Size alone rules out the next most common ones that are dark with seeds and they would be **** or possum. That sure looks like bear scat to me. 

Martin


----------



## GREENCOUNTYPETE (Jul 25, 2006)

I would forward the picks to state fish and game , like Paquebot said too big for **** but similar diet 

If you are not normally having bear in the are they might like to know


----------



## foxfiredidit (Apr 15, 2003)

Thanks everyone, I will forward these to the DCNR. For me, its only in passing interest that I pose the question. I would really like to see them again inhabit an old traditional range where they once were plentiful. 

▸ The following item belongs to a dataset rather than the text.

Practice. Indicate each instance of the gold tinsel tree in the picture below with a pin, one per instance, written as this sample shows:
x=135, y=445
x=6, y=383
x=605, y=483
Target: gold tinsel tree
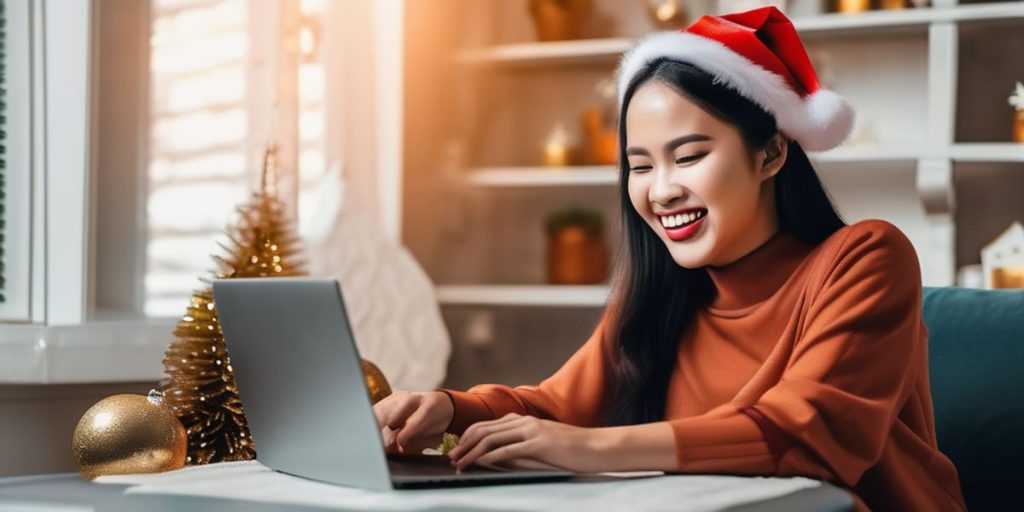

It may be possible that bear come back to this area. With the landscape dotted with game plots in several different kind of greens, and all the gut piles that must be out there. There is sustenance to support some population. I even saw a pair of bald eagles on the river last year...first in the wild for me in this area. 

The wilder the better.

Hope you all have great luck this year !!

fox.


----------



## simi-steading (Sep 27, 2012)

It seems kinda small to me for bear, but it could have been a small bear.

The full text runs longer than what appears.